By default, pngcrush uses just a few common methods to crush the file. The optional "-brute" argument can be used for brute force crushing, which will try 176 different crushing methods on version 1.8.12 and later or 148 crushing methods on versions 1.7.45 through 1.8.11.

==Reducing file size by removing color-correction data==
One of pngcrush's features is the ability to remove all the color-correction data (gamma, white balance, ICC color profile, standard RGB color profile) from PNG files.

Since most graphics software embed the extra color-correction data, which is normally not needed, removing it can produce file sizes that are up to 40% smaller than the original. pngcrush, when told, will also losslessly reduce the bit-depth of images or apply a color palette when possible if doing so results in a smaller file size. All ancillary chunks and text chunks can be removed.

==Image manipulation==
pngcrush can be used to change the color encoding of an image. For example, if an image contains 10 colors but has a color palette of 256 entries (8-bit), pngcrush can be used to reduce the color palette to a 4-bit one and truncate the palette to 10 entries.
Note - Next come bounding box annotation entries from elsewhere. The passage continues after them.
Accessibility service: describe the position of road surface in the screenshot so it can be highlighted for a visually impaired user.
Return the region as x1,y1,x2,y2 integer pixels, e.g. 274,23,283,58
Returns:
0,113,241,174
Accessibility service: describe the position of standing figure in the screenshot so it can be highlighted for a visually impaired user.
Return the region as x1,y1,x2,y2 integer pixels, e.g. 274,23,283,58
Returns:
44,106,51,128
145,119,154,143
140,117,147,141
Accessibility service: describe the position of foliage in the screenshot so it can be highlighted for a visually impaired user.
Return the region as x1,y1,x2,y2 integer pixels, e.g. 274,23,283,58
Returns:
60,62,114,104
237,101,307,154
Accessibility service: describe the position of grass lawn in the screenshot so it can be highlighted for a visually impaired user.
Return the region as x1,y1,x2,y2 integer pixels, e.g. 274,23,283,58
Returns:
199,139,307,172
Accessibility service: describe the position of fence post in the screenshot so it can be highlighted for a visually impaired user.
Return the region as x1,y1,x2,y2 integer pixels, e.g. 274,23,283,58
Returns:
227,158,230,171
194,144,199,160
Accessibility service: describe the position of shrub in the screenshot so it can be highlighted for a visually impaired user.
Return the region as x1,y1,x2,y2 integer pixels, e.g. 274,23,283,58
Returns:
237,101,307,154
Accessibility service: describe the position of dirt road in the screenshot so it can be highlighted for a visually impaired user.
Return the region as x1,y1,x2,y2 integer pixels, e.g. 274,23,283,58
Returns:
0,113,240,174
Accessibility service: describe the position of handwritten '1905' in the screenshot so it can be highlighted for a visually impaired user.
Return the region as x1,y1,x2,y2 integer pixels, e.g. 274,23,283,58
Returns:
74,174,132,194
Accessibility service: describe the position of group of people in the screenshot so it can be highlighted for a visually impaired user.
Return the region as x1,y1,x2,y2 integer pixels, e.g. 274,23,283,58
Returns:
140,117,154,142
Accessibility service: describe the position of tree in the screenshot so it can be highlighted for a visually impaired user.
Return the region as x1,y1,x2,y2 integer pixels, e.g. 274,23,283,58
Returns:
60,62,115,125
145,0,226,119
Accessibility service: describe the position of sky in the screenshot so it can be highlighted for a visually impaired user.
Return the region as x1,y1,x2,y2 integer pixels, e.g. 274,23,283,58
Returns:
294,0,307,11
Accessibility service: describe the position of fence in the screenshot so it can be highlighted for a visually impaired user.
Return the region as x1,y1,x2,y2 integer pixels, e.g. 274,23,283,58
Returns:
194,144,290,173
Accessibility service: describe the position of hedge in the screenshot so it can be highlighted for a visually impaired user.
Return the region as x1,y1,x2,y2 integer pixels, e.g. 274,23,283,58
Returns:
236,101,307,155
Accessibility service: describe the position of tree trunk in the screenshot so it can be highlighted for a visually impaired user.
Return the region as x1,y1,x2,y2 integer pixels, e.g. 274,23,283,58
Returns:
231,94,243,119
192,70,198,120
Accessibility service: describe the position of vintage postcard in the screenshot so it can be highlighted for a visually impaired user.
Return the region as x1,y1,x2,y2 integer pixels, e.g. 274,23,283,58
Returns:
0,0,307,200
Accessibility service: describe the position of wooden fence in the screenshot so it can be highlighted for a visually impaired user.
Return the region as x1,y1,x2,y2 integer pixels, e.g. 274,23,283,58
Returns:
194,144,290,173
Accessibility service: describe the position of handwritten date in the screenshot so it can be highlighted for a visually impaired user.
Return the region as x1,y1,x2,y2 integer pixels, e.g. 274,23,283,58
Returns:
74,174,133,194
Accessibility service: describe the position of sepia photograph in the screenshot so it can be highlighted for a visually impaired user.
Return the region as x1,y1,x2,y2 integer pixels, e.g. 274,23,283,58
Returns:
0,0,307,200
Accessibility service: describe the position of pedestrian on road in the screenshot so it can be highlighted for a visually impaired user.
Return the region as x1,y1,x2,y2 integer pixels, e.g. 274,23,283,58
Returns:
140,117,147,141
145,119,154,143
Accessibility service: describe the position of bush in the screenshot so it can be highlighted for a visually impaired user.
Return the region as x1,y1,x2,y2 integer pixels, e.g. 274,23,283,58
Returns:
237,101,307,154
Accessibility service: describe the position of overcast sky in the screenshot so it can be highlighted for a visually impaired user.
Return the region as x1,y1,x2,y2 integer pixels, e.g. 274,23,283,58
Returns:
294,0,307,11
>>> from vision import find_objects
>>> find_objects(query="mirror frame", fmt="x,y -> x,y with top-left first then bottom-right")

pngcrush can also change the color type of the image. For a true-color image, changing the color type from 2 to 0 converts it to greyscale. Greyscale images are generally smaller than truecolor images because, in addition to the optional alpha channel, only one 8-bit channel is used per pixel rather than three. Greyscale images are also generally smaller than paletted images because they do not need to define a color palette. For a truecolor-alpha image, changing the color type from 6 to 2 removes the alpha channel.

==Chunk and metadata manipulation==
PNG images contain chunks with information about the image, such as its resolution (the phys chunk), the time it was last modified (the tIME chunk), and textual metadata (the text chunk and its variants). With pngcrush, a user can edit or remove those ancillary chunks.